Q -- I sprinkle my lawn every three days for about 10 minutes each time and a woman down the street says that is wrong. Do you agree?
A -- If the lawn is watered, it should be done to a depth of at least six feet, and with a hose that would take at least three or four hours. A sprinkler would do the job nicely for you.
Q -- One of my rose has a seed pod on it. Can the seed be planted and produce new rose bushes?
A -- they can be planted and you may get seedlings, but chances are they will be worthless because they will not come true.
Q -- What is the life of the insecticides malathion and sevin? How long are they effective after being applied?
A -- For pesticides in unopened containers, the shelf life is two or more years. For opened containers, the shelf life depends on storage conditions. Dark, cool and dry storage places are best. Some pesticides specifically state to use within six months or so after opening.This is because they react with water in the atmosphere and change in chemical composition. Malathion and seven are effective for about two days after they have been sprayed on surfaces exposed to sunlight. They are effective for no more than four days on shady surfaces.
Q -- Can you tell me the proper care of a pink hydrangea? I received a beautiful one for Easter and when the ground warmed enough planted it out in the yard. But I don't know how to treat the soil to be sure of bright pink blooms.
A -- The one forced into bloom and sold at Easter with pink or blue flowers is Hydrangea macrophylla. Flower color depends on whether the soil is acid or alkaline. Acid soil causes blue flowers, because of greater availability of aluminum in the soil, alkaline soil causes them to be pink. In the eastern part of the United States most soils are normally acid. The best way to find out about your own soil is to have it tested at the state university. If you want the flowers to be pink, it may be necessary to apply lime to lessen acidity. It may be a year or longer before the lime becomes effective, because it takes time for it to get down into the root zone.
Macrophylla blooms on last year's growth. The flower buds from in the fall and open in the summer, usually in July. These plants should be pruned soon after the flowers fade. The shoots that bore flowers should be cut back so that only two sets of leaves (four leaves) remain on the stem. The shoots that did not produce flowers need not be pruned.

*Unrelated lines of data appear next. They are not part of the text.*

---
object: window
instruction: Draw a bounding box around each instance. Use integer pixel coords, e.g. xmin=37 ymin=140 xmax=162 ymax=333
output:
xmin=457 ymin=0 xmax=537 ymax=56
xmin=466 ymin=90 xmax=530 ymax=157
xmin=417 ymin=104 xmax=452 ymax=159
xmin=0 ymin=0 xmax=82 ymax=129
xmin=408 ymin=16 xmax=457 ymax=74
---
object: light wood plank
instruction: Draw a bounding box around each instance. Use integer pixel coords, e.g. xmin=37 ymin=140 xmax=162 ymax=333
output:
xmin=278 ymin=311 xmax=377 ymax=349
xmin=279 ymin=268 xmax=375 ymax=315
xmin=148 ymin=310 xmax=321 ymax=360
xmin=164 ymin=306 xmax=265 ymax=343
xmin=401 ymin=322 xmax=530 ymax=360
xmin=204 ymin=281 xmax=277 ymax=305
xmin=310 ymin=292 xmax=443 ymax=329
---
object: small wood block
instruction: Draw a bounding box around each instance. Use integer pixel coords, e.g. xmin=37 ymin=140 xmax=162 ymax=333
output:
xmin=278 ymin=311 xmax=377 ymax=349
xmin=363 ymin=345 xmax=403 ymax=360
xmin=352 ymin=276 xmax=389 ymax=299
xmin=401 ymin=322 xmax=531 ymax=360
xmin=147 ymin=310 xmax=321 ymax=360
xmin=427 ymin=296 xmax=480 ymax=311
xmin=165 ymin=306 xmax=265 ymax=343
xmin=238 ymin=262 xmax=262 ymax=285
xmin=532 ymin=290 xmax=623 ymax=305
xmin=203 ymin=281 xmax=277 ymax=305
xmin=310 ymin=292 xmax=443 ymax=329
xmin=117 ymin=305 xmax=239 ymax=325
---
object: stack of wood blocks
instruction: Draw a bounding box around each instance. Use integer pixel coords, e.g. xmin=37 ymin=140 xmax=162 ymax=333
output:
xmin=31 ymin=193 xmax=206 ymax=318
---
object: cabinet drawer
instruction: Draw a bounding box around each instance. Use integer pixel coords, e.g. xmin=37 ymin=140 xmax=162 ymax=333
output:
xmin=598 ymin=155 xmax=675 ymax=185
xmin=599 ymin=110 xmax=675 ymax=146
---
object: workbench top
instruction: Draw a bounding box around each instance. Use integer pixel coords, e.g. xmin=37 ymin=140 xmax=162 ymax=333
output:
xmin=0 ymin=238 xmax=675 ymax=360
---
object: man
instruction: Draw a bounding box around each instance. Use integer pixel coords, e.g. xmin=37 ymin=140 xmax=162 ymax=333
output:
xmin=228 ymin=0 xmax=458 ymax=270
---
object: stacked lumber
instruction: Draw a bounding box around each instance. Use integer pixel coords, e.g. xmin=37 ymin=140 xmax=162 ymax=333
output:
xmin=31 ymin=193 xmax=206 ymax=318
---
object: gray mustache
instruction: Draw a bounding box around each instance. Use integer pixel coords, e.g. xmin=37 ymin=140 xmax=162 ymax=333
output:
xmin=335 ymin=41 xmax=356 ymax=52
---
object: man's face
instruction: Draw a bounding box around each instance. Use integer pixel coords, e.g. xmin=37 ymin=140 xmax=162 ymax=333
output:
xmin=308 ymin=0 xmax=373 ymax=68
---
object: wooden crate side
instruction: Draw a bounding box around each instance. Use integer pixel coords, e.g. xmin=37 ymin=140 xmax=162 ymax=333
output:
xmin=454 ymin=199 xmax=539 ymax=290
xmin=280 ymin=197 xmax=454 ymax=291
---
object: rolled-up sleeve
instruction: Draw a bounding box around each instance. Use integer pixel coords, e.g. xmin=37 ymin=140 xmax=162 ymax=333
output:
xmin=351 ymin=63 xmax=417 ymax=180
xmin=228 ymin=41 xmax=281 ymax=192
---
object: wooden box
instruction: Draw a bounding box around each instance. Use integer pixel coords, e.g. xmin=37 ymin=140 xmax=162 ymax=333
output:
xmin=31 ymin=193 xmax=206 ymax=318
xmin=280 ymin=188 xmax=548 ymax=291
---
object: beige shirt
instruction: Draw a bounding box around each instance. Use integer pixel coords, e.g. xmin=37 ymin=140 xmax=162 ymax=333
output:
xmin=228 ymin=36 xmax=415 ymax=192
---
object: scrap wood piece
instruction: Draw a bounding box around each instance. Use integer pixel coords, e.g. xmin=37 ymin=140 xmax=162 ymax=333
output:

Hydrangea paniculata bears white flowers on growth of the current season and should be pruned in early spring.
Q -- Two years ago I purchased seed of Blue Lily of the Nile. I put the plants outdoors last summer and again this summer, but there's been no sign of flowers. How do you make them bloom?
A -- Blue Lily of the Nile (Agapanthus africanus ) started from seed usually does not bloom for three or four years.
Q -- I've read that superphosphate will help you get superior plants. No one seems to know what I am asking for. Can you tell me where I can find it?
A -- Superphosphate is a form of phosphorus essential for plant growth. To find out if you need it, have your soil tested. It can be done, usually free, at the state university. A complete fertilizer such as 5-10-5 contains 10 percent phosphorous, which usually is superphosphate or triple super.
-- We have a wisteria that never blooms, have had if for three years. Can you tell me how to make it bloom?
A -- Wisteria started as a sucker from a blooming plant may not bloom for 15 or 20 years. The same is true of old-fashioned lilac.
Q -- There are several tiny holes in the bark of two of my trees.The holes are just a little larger than the lead of a pencil, spaced close together. What is the cause and cure?
A -- The holes are the work of the yellow-bellied sapsucker.These birds pass through on their way south in the fall and again in the spring on their way north. The birds drill sap holes in the bark and feed on the exuding sap and on ants and other insects attracted by the sap. A repellant, Bird Tanglefoot, may provide protection. A single application should last for several weeks. Directions on the label should be followed closely.
Q -- My rose have small green insects on the leaves. Is it okay to use an aerosol spray, one that is for garden plants?
A -- They probably are aphids. If the label says it is okay for aphids on roses, go ahead. If it doesn't don't. Many aerosols contain pyrethrin. It kills almost instantly but leaves little or no residue. The only insects killed are those hit by the spray. Label directions should be followed closely.